Ici, la juxtaposition de ce psaume avec la première lecture tirée du livre de Qohéleth est très suggestive ; vous vous souvenez que l'auteur faisait parler Salomon ; or celui-ci, au cours de son long règne, a traversé deux périodes : une bonne, pour commencer, qu'on pourrait appeler sa « période sage » ; mais avec les années, il s'est laissé prendre par le goût du luxe, du pouvoir, des femmes et celles-ci l'ont fait tomber dans l'idolâtrie. Dans cette seconde partie de son règne, on peut dire qu'il s'est comporté à la manière d'Adam, c'est-à-dire l'homme qui s'écarte de la sagesse de Dieu.

Ce psaume demande en quelque sorte que nous sachions retrouver la sagesse et l'humilité du jeune Salomon. Le livre de la Sagesse nous rapporte cette prière du début de son règne : « Dieu des pères et Seigneur de miséricorde, toi qui, par ta parole, as fait les univers, toi qui, par ta Sagesse, as formé l'homme afin qu'il domine sur les créatures appelées par toi à l'existence, pour qu'il gouverne le monde avec piété et justice et rende ses jugements avec droiture d'âme, donne-moi la Sagesse qui partage ton trône et ne m'exclus pas du nombre de tes enfants. Vois, je suis ton serviteur et le fils de ta servante, un homme faible et dont la vie est brève, bien démuni dans l'intelligence du droit et des lois. Du reste, quelqu'un fût-il parfait parmi les fils des hommes, sans la Sagesse qui vient de toi, il sera compté pour rien. » (Sg 9, 1 - 6).

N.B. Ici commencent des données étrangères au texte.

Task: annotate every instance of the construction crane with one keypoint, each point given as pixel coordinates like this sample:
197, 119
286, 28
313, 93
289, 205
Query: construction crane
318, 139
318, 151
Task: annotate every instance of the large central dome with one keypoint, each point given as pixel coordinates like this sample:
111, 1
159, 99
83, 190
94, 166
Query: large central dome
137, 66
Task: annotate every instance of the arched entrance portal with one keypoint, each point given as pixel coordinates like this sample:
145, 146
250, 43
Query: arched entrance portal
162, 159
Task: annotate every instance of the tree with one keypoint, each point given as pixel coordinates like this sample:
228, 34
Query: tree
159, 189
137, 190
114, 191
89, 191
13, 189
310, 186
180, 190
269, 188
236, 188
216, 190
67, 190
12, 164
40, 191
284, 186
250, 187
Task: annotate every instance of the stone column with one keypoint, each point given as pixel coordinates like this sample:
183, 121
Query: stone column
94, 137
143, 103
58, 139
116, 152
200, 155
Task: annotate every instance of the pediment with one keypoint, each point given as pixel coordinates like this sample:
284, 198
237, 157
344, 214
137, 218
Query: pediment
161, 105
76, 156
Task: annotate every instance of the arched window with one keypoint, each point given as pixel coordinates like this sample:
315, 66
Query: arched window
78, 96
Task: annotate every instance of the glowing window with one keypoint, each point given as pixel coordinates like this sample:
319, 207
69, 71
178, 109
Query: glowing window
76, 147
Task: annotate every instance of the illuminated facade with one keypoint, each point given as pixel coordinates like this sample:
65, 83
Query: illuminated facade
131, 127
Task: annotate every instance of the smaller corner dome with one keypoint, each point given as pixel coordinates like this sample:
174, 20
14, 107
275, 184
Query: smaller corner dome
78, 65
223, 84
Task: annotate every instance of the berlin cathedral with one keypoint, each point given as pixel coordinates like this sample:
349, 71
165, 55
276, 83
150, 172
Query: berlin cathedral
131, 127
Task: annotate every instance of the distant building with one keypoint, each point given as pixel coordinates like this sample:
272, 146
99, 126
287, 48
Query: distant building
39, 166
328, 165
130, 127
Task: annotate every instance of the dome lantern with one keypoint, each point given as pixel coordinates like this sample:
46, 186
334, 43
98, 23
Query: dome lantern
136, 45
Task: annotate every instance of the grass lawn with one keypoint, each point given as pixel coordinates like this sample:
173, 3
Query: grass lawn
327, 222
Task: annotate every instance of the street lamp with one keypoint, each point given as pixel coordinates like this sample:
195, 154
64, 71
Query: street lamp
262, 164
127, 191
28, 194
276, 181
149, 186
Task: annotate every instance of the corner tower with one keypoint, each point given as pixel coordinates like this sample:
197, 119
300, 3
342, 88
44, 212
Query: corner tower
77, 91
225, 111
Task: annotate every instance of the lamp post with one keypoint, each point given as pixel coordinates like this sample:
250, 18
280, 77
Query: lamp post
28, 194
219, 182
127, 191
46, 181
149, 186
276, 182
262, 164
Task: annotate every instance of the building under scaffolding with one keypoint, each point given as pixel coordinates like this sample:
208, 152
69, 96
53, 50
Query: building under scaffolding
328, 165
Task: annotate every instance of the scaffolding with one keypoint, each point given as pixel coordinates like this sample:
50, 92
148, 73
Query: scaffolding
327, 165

Voilà quelqu'un qui connaissait la vraie mesure de ses jours ! Et c'était le secret de son bonheur. La vraie sagesse, c'est d'être à notre place, toute petite devant Dieu ; face à lui, nous, nous ne sommes rien... rien qu'un peu de poussière dans sa main. Et c'est quand l'homme se reconnaît pour ce qu'il est, qu'il peut être heureux, qu'il peut être rassasié de l'amour de Dieu chaque matin, qu'il peut passer sa vie dans la joie et les chants. « Rassasie-nous de ton amour au matin, que nous passions nos jours dans la joie et les chants. » Car, dans la Bible, la conscience de la petitesse de l'homme n'est jamais humiliante puisqu'on est dans la main de Dieu : c'est une petitesse confiante, filiale. Tellement filiale et sûre de l'amour du Père qu'on peut lui demander en toute confiance : « Que vienne sur nous la douceur du Seigneur notre Dieu » (v. 17).

Le psalmiste qui a composé cette prière au retour de l'Exil a dédié son psaume à Moïse. Si vous vous reportez à votre Bible, vous verrez que le verset 1 précise : « Prière de Moïse, l'homme de Dieu ». Effectivement, on imagine bien que Moïse a eu de nombreuses occasions de méditer sur le manque de sagesse de ce peuple qu'il conduisait sur la route du Sinaï. Un jour, découragé, il a dit « Depuis le jour où vous êtes sortis d'Egypte, jusqu'à votre arrivée ici (c'est-à-dire aux portes de la Terre Promise), vous n'avez pas cessé d'être en révolte contre le Seigneur. » (Dt 9, 7). Et on sait bien que le récit de la faute d'Adam au Paradis terrestre s'est justement inspiré de l'expérience du désert et de la tentation toujours renaissante d'oublier la grandeur de Dieu et la vraie mesure de notre petitesse.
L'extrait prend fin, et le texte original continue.